St Lucia then off to Antigua

Dick and Irene Craig
Thu 22 Dec 2011 14:32

On Tuesday, we only had to welcome four boats to St Lucia, quite a difference compared with seventeen boats which completed the ARC rally on Sunday when we last manned the finish line. It was a much shorter cover period as well, starting from 10am as usual but finishing when the fourth boat had crossed the line soon after 9pm.

We hot footed it back to the marina to find that Kings Legend, not an ARC boat, had tucked itself away into our berth. Not a major problem as we moved further along the pontoon to an empty berth. A minor problem was, we had left our electrical socket connected to the supply, ready for our return and Kings Legend was utilizing it. Fortunately, we had read the meter before departing for the finish line that morning so we don’t expect to have to supply free electricity to the usurping boat.

We joined the Marina manager’s party, which was in full swing with lots of live music, lots of food, lots of booze and lots of people partying and having a ball. By the time we arrived, John and Jenny were still having fun but David and Susan had already left to return to their boat at Marigot Bay. I knew that they were planning to move on the following morning so we will probably catch up with them again in Antigua.

Next morning we arranged for electricity to be made available at our berth, collecting our socket which was still in use by Kings Legend.

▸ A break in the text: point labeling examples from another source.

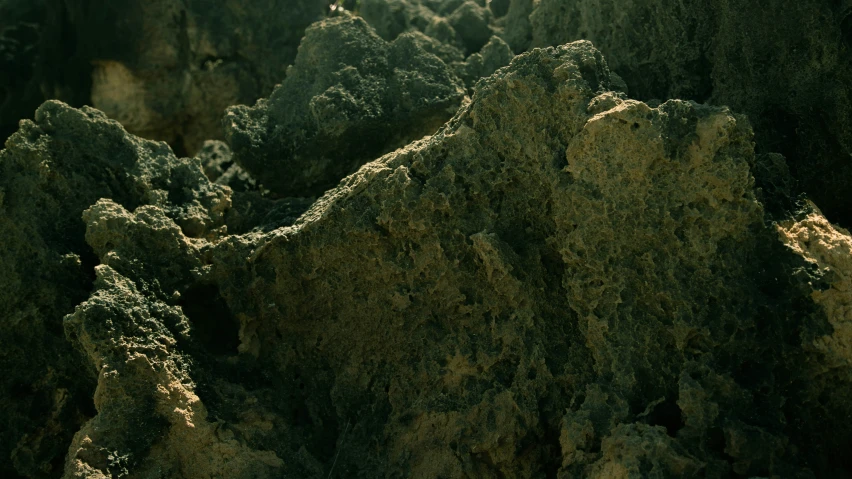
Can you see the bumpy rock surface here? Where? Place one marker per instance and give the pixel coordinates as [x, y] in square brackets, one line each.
[51, 170]
[785, 64]
[20, 32]
[561, 282]
[166, 69]
[349, 97]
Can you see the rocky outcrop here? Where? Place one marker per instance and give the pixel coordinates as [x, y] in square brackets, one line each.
[53, 169]
[784, 64]
[560, 281]
[349, 97]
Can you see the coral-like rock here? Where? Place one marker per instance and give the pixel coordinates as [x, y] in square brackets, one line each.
[51, 170]
[349, 97]
[560, 282]
[784, 64]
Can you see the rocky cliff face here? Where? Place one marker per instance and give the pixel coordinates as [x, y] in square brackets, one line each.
[411, 262]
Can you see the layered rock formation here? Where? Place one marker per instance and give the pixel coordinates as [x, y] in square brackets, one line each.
[560, 282]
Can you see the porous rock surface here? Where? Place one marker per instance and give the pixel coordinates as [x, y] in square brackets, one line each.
[51, 170]
[560, 282]
[165, 69]
[349, 97]
[785, 64]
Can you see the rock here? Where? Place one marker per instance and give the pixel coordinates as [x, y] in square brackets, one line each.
[21, 24]
[783, 64]
[560, 281]
[495, 54]
[349, 97]
[51, 170]
[217, 160]
[165, 69]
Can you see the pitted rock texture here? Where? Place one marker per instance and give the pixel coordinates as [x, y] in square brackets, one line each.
[784, 64]
[349, 97]
[166, 69]
[51, 170]
[21, 24]
[560, 282]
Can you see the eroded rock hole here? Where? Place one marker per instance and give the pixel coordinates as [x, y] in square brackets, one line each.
[668, 415]
[212, 323]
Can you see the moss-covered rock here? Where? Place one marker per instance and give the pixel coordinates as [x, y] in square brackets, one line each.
[784, 64]
[349, 97]
[53, 169]
[560, 282]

Dick is really pleased with the solar panels which have replaced the flexible ones initially fitted to the boat. Barden UK are to be congratulated on their after sales service and we would not hesitate to recommend them, they deserve to do well with their caring customer service policy.

The Lopo light which we purchased for the WARC has stopped working so Dick has had to reinstate our original mooring light. For navigation purposes, at night, we have reverted to the lights on the bow, as initially installed by Lagoon.

Although I didn’t intend to stockpile any provisions for this season, we have still managed to purchase a lot more meat, fish, cheese and canned food than are required for our immediate needs. Fortunately, I don’t have much stored under the floorboards now, managing to keep the bulk in the lockers in the salon and galley. The space made available in the starboard hull has been filled with alcohol but under the floor in the port hull, I have managed to move a lot of ropes and twine etc., not needed on a regular basis, thus freeing up space in lockers outside for things that are used on a day to day basis.

We went to the ARC prize giving where everyone had a wonderful end of rally celebration. The owner of each boat that manned the finish line was presented with a bottle of rum; a lovely gesture on the part of World Cruising Club.

We shared a car with John and Jenny over a period of two days, exploring the island, visiting many places of interest. We stopped for coffee around 3pm on Sunday and a crowd of around thirteen people arrived for a meal. They were representatives of Wave, a local radio station I believe and had been up since 6.30 that morning, delivering Christmas hampers to the needy. Well done girls and guys!

Monday morning Dick checked us out of Rodney Bay and after refueling, we set sail for Antigua. The passage started well and we were sailing comfortably at 8.5knots but after that we either lost the wind when behind an island or had a lot of wind when not, sailing or motor sailing on a close reach. Neither of us managed to sleep as the trip was so uncomfortable and very noisy, as we crashed from one wave after another, ending up just four miles off Montserrat. It was at this time, off a lee shore that I started to worry about the consequences should we have difficulties. Eventually, still 25miles from English Harbour, we took in the sails and switched on both engines and continued to slam through the waves.

We dropped the anchor around 8pm in Falmouth Harbour, ate supper and went to bed exhausted. What a journey!

Next morning we motored round to English Harbour anchoring no more than 50 metres away from Pearl, the boat on which my daughter and grand daughter are currently living.

They waved to us as we passed them and a little later came to visit us. This was a perfect opportunity to show Mia one of the toys which Naomi, Dick’s son’s wife, had sent to her.

Needless to say, she was overjoyed.

Life will never be the same. Mia climbs onto the coffee table and up to the sofa, reaching for the bears which have been on the boat almost since delivery. Constantly on the go, with fingers and mouth wiped clean on the cushions or the sofa, she is a delight.